Colon cancer is currently the #2 cancer killer of men and women in Canada. However, 90% of cases are treatable if caught early. Find out what you should know to fight back against this disease.

What is colon cancer?

Most colon cancers start in the cells that line the large bowel (colon and rectum). Initially, these growths or polyps are usually benign and can easily be removed. However, if left these growths can become cancerous. Colon cancer usually grows slowly and in a predictable way. It is curable when diagnosed at an early stage.

What factors increase the risk of developing colon cancer?

  • Age > 50 years old
  • Having polyps
  • Family history in a parent sibling or child before the age of 45
  • Inflammatory bowel disease (IBD) (ulcerative colitis or Crohn’s disease)
  • Diet high in red meat
  • Diet high in processed meat (ham, sausage, hot dogs)
  • Alcohol consumption
  • Smoking
  • Physical inactivity
  • Obesity

Some people develop colon cancer without having any of these risk factors.

Is there anything I can do to lower my risk?

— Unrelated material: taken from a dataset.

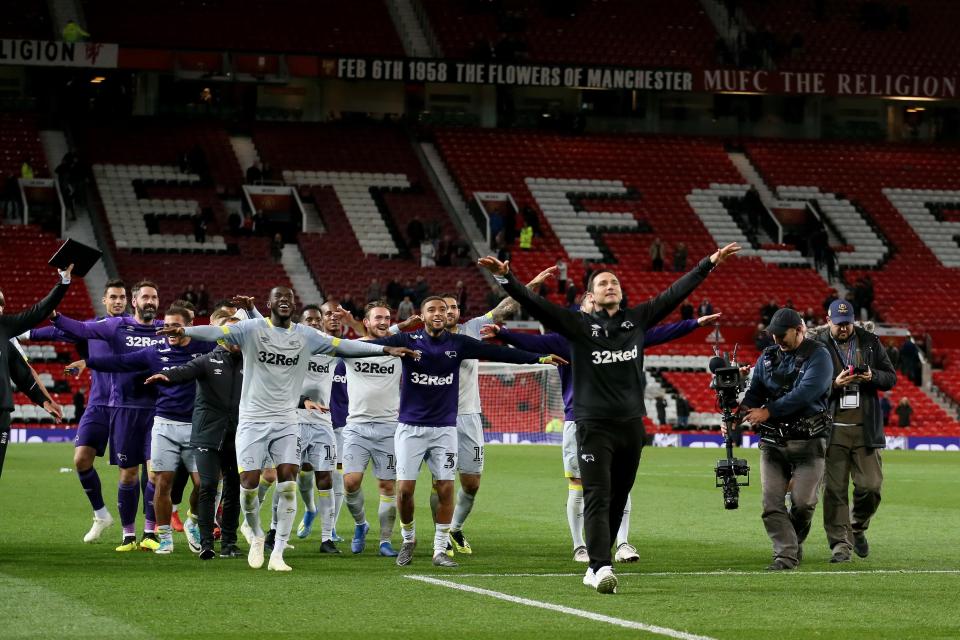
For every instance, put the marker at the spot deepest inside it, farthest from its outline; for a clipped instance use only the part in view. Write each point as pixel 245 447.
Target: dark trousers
pixel 211 463
pixel 5 418
pixel 609 452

It has been shown that a diet high in vegetables and fruit will decrease your risk. A diet high in fiber and low in animal fats may also decrease risk, but more research is necessary to prove this.

Symptoms of Colon Cancer

Possible symptoms include:

  • A change in bowel habits
  • Blood in the stool (bright red or dark)
  • Diarrhea, constipation or feeling that the bowel does not empty completely
  • Stools that are narrower than usual
  • Unexplained weight loss
  • Abdominal discomfort (gas pains, bloating)
  • Vomiting

Keep in mind other minor problems can cause some of these symptoms. Testing is required to make a diagnosis and a doctor should be seen if any of these symptoms arise!

How do we screen for colon cancer?

There are two types of screening tests that are used to detect colon cancer.

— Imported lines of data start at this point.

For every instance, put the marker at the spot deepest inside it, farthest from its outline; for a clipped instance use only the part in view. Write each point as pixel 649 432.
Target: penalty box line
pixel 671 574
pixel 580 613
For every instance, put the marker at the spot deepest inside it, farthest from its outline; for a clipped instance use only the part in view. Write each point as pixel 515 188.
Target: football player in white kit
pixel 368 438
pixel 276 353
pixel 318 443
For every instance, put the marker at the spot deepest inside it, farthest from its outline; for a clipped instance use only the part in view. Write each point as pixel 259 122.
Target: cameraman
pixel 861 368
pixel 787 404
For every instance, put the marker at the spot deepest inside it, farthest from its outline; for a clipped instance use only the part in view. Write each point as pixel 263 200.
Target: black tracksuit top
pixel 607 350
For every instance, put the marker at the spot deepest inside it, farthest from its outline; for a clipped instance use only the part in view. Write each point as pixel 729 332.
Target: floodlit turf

  1. The fecal occult blood test (FOBT) tests for blood within the stool. This test is completed at home over the course of 3 days and then returned to a lab.
  2. A colonoscopy is a procedure which enables the physician to view the inside of the colon with a camera. Prior to a colonoscopy, the bowel must be emptied using over the counter medications. Your pharmacist can help you locate these products within the store and give helpful advice on how to use them.

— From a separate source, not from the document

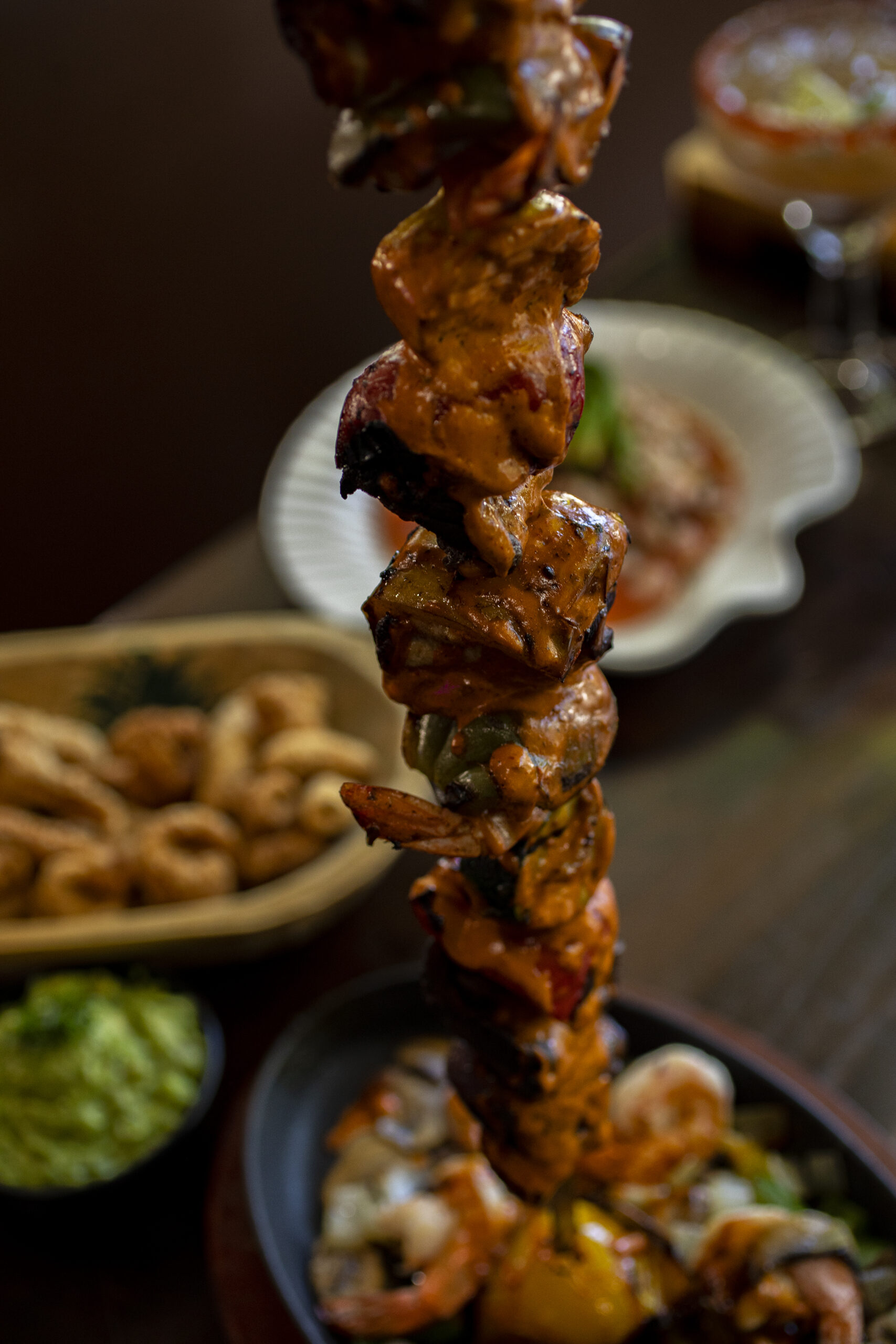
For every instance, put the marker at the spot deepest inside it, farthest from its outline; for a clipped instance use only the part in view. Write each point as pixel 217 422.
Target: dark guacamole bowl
pixel 42 1033
pixel 330 1053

Who should be screened for colon cancer and how often?

Average risk individuals should begin to have a FOBT at the age of 50. This test should be completed every 2 years. Stool tests help to identify polyps before they become cancerous.

High risk individuals (those with a fist degree relative with colon cancer, those with IBD, or those with polyps) should discuss an individual monitoring plan with their doctor. These individuals require more frequent screening.